Flexible Editing: Including The Todo List
The first step in making our app conversational is giving the AI access to the actual todos. Up until now, the only way to reference an item was by its number in the list, which is clunky. Instead, we want to let users reference todos naturally—using part of the title, the whole title, or even a close variation.

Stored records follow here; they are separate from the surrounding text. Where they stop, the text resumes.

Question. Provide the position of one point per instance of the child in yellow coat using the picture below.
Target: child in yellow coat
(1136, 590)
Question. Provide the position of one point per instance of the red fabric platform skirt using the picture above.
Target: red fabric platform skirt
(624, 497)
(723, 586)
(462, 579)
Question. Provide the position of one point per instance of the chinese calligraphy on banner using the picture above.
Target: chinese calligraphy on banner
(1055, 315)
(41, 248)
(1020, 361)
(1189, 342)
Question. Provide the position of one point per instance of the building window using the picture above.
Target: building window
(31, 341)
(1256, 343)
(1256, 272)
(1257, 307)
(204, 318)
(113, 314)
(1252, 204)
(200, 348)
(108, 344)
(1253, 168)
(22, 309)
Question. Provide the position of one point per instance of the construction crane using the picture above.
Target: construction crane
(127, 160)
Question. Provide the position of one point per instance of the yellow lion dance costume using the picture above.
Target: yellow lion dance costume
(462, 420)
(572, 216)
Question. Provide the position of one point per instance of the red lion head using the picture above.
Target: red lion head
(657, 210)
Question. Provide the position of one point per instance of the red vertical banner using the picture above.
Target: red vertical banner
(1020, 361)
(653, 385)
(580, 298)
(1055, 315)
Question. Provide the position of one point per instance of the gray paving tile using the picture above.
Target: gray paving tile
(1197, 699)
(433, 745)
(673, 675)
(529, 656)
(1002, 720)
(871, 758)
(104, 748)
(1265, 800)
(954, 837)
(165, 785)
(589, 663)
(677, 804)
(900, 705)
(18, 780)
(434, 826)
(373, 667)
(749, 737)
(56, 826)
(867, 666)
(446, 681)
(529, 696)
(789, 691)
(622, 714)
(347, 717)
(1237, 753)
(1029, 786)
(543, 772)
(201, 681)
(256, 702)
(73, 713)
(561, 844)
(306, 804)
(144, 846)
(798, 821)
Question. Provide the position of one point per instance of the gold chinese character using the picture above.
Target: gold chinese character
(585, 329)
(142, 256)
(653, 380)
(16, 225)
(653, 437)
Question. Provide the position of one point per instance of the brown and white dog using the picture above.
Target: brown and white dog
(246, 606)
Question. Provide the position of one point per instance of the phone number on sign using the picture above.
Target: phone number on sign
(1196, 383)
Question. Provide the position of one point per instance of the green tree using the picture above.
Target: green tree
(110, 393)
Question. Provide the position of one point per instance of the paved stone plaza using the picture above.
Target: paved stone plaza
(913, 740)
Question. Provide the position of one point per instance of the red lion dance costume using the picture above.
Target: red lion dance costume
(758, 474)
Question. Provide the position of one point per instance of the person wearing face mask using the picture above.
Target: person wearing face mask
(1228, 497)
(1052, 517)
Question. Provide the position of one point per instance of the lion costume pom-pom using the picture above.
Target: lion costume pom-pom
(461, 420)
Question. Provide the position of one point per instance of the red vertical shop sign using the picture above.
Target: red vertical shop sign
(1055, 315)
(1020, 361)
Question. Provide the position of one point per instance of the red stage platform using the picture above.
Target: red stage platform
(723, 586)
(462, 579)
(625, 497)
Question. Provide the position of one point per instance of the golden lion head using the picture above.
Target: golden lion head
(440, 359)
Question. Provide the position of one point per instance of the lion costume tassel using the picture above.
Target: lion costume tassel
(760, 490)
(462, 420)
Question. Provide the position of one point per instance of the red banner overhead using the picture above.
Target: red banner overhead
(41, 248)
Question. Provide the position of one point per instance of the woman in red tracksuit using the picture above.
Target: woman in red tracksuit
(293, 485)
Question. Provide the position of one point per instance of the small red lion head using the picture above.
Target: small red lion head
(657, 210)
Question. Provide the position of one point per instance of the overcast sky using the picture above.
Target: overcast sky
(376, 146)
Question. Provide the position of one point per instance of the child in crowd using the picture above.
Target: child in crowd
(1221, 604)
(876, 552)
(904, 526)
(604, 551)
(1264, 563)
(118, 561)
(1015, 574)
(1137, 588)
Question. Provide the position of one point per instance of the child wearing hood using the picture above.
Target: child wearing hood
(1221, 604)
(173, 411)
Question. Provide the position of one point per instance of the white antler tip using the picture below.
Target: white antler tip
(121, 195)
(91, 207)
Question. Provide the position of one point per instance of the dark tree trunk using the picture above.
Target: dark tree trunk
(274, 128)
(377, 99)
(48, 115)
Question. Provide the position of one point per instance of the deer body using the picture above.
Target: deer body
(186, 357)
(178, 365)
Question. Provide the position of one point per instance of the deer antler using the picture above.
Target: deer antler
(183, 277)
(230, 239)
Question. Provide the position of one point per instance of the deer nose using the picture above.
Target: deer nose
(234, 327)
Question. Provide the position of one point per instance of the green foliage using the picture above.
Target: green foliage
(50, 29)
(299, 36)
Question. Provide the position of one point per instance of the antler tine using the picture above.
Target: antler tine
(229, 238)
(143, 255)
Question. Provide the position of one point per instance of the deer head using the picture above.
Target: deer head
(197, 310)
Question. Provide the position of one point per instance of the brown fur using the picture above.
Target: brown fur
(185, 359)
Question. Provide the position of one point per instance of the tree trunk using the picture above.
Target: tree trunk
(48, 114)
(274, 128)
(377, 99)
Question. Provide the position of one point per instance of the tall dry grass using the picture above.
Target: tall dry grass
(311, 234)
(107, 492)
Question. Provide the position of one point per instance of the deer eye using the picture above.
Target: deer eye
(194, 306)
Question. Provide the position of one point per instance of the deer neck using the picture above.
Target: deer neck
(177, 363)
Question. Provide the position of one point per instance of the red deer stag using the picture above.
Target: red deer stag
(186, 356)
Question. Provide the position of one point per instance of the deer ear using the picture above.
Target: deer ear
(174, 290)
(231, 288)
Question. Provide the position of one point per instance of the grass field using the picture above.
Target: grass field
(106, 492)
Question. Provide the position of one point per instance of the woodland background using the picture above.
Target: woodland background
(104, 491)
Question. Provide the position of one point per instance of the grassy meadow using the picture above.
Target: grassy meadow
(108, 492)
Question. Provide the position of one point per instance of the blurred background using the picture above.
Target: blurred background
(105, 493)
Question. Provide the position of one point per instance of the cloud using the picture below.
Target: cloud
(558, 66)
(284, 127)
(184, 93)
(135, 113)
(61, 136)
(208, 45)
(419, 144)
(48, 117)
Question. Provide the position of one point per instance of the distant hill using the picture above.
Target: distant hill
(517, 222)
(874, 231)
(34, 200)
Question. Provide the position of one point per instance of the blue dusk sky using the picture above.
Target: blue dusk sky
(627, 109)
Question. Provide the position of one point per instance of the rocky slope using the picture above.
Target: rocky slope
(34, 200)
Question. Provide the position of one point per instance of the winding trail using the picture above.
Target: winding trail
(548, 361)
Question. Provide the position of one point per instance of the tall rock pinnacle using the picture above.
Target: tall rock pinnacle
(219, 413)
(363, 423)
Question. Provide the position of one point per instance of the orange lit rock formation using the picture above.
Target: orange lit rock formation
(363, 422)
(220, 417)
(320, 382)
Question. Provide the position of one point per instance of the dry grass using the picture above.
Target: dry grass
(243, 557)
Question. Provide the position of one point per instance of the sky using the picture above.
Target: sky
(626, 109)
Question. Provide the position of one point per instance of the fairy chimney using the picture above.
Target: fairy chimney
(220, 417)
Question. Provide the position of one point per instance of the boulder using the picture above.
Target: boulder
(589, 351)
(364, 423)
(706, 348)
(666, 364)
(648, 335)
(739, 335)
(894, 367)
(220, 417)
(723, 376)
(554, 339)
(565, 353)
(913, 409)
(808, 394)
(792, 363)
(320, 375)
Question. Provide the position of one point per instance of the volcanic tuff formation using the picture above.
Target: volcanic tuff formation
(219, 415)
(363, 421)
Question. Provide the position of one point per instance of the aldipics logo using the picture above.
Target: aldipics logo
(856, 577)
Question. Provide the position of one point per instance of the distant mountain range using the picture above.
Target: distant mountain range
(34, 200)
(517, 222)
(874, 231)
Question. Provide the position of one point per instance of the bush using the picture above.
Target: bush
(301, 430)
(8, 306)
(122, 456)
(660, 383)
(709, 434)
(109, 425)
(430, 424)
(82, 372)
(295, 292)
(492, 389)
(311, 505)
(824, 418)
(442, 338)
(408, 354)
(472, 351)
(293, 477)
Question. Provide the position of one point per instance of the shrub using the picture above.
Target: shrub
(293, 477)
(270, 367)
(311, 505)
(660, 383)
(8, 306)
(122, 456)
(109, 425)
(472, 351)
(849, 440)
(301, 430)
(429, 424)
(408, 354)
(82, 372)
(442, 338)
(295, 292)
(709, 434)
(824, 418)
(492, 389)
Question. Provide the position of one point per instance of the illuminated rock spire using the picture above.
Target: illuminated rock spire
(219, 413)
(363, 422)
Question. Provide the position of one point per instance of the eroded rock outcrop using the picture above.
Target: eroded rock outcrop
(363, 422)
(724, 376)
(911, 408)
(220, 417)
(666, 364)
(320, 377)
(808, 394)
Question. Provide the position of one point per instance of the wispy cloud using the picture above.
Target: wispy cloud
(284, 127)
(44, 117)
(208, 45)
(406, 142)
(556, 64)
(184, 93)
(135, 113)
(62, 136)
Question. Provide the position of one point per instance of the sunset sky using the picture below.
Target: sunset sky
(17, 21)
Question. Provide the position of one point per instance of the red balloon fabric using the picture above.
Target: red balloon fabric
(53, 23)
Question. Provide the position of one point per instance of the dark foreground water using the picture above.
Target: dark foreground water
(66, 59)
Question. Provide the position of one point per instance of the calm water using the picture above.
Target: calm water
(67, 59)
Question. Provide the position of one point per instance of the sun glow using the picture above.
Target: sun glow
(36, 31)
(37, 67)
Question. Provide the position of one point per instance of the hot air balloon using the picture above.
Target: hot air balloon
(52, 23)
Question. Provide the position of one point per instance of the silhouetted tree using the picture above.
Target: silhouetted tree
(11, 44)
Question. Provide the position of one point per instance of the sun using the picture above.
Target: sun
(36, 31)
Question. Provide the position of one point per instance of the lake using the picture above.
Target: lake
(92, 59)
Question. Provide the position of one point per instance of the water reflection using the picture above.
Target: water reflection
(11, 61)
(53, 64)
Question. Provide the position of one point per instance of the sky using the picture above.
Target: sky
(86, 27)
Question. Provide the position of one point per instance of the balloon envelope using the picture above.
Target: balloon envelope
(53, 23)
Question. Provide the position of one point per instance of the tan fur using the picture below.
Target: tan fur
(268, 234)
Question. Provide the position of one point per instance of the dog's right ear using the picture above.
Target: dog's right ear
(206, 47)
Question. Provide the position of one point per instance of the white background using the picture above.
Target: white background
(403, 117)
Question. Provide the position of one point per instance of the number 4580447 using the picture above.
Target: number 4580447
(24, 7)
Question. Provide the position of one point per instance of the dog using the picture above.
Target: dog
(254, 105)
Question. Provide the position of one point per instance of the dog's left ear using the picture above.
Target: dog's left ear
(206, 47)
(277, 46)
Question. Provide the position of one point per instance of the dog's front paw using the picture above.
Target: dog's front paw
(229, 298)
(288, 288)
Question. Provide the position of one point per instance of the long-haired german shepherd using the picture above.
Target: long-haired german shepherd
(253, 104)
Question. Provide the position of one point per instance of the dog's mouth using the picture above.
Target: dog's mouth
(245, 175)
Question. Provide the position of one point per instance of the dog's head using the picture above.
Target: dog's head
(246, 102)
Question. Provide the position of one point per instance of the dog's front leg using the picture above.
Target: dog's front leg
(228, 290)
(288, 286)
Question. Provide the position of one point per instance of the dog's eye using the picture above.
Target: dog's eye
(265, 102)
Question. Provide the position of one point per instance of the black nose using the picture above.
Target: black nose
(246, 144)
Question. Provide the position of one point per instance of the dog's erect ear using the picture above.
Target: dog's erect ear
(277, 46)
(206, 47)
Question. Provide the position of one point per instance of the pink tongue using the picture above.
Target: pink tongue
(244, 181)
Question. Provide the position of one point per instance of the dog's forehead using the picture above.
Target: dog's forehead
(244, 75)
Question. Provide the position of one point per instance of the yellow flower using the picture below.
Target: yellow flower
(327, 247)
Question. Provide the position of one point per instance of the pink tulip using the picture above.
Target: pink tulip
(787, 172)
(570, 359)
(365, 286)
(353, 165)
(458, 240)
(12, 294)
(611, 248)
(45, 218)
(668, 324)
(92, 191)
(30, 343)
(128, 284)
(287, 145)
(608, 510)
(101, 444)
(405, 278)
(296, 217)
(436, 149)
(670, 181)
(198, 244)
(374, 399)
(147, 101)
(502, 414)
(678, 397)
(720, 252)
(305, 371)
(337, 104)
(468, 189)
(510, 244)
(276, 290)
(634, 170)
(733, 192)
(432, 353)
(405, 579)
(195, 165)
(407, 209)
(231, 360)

To do this, we include the formatted list of todos in the system prompt. That way, when you say something like “delete the Amazon package task”, “delete the last item”, or “I’m done enrolling in FSA”, the AI can match your request against the todo list it has in context:
On the implementation side, this looks like formatting the todo list for prompt injection (code here):
private formatTodosForContext(context: any): string { if (!context.currentList || !context.currentList.todos || context.currentList.todos.length === 0) { return '- No todos in current list'; } const todos = context.currentList.todos.slice(0, 20); // Limit for context size return todos.map((todo: any, index: number) => { const status = todo.completed ? '✓' : ' '; const priority = todo.priority ? ` [${todo.priority}]` : ''; const dueDate = todo.dueDate ? ` (due: ${new Date(todo.dueDate).toISOString().split('T')[0]})` : ''; const categories = todo.categories && todo.categories.length > 0 ? ` {${todo.categories.join(', ')}}` : ''; return ` ${index + 1}. [${status}] ${todo.title}${priority}${dueDate}${categories}`; }).join('\n'); }
And here’s how it gets embedded into the system prompt:
Current Todos in "${context.currentList?.name || 'No List'}": ${this.formatTodosForContext(context)}
Since the last time, we’ve also hooked up all the remaining commands and added examples directly in the system prompt. For completion requests, Claude generated examples of how a user might phrase them. The model is explicitly instructed to check the todo list above and match the statement to the right item number.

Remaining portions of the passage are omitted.